I'm new to SYCL. The following code compiles fine but gives the wrong result. The code computes the product of two matrices (A, RM x K and B, RK x N) into a result matrix (C, RM x N).
#include <array>
#include <sycl/sycl.hpp>
constexpr int M = 17,
K = 18,
N = 19,
tile_size = 9;
int main( void )
{
// Initialize matrices to be zero and "1" in the diagonal.
std::array< int, M * K > a;
for( int i = 0; i < M * K; ++i ) a[i] = 0;
for( int i = 0; i < (M < K ? M : K); ++i ) a[i * (M < K ? K + 1 : M + 1)] = 1;
std::array< int, K * N > b;
for( int i = 0; i < K * N; ++i ) b[i] = 0;
for( int i = 0; i < (K < N ? K : N); ++i ) b[i * (K < N ? N + 1 : K + 1)] = 1;
// Result matrix all zeros for now.
std::array< int, M * N > c;
for( int i = 0; i < M * N; ++i ) c[i] = 0;
sycl::queue q;
sycl::buffer a_buf{ a },
b_buf{ b },
c_buf{ c };
q.submit( [&]( sycl::handler& h )
{
sycl::accessor matrix_a{ a_buf, h, sycl::read_only };
sycl::accessor matrix_b{ b_buf, h, sycl::read_only };
sycl::accessor matrix_c{ c_buf, h, sycl::write_only, sycl::no_init };
h.parallel_for( sycl::nd_range< 2 >{ { M, N }, { 1, tile_size } },
[=]( sycl::nd_item< 2 > item )
{
auto sg = item.get_sub_group();
const int m = item.get_global_id()[0],
n = item.get_global_id()[1];
int i = item.get_local_id()[1];
int sum = 0;
for( int k = 0; k < K; k += tile_size )
{
int tile_a = matrix_a[m * K + k + i];
for( int t = 0; t < tile_size; ++t )
sum += sycl::group_broadcast( sg, tile_a, t ) *
matrix_b[(k + t) * N + n];
}
matrix_c[m * N + n] = sum;
}
);
}
);
sycl::host_accessor host_c{ c_buf, sycl::read_only };
for( int i = 0; i < N * M; ++i )
c[i] = host_c[i];
std::cout << "A=\n";
for( int m = 0; m < M; ++m )
{
for( int k = 0; k < K; ++k )
std::cout << a[m * K + k] << ' ';
std::cout << '\n';
}
std::cout << "B=\n";
for( int k = 0; k < K; ++k )
{
for( int n = 0; n < N; ++n )
std::cout << b[k * N + n] << ' ';
std::cout << '\n';
}
std::cout << "C=\n";
for( int m = 0; m < M; ++m )
{
for( int n = 0; n < N; ++n )
std::cout << c[m * N + n] << ' ';
std::cout << '\n';
}
return 0;
}
It compiles fine with the command line icpx -fsycl matrix_sub_group.cpp -Wall -o matrix_sub_group
but gives the wrong result (all zeros).
Surprinsing (for me) is that the result gets right if I choose other combinations of the matrix dimensions. For example
#include <array>
#include <sycl/sycl.hpp>
constexpr int M = 11,
K = 12,
N = 13,
tile_size = 6;
int main( void ) { /* same as before */ }
gives the right result. So I think I'm missing something important.
EDIT
In the meantime, I experimented some more. The original code executed on CPU. If I force it to run on GPU (nvidia), I get the runtime error:
non-uniform work-groups are not supported by the target device.

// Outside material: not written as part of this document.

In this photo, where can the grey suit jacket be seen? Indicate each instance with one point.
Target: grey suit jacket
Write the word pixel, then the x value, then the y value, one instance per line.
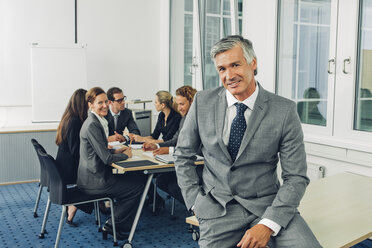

The only way to avoid that error on GPU is to select a tile-size that divides exactly the matrix dimensions (all of them).
You submit your command group function to a queue, but don't wait until it finishes execution. From the documentation for submit
:
... Submit a command group function object to the queue for asynchronous execution. ...
So, submit
immediately returns (and thus, in particular, you could immediately submit more tasks to be executed asynchronously). To wait until everything you submitted to the queue finishes, you can use the wait
method:
Performs a blocking wait for the completion of all enqueued tasks in the queue. ...
(this is also reflected in their usage example)
Since you don't do so, there's a data race. When the matrices are smaller, there's a higher chance that the computation finishes before you start reading c
from the device (or that, at least, when you read each particular element, it has already been fully computed). When the matrices are bigger, this chance is lower. In your first example, all elements of device's c_buf
are still zeros when you retrieve them. In the second example, matrices are small enough that, by the time you read it, c_buf
contains correct results consistently (or seemingly consistently; there can be no guarantee here).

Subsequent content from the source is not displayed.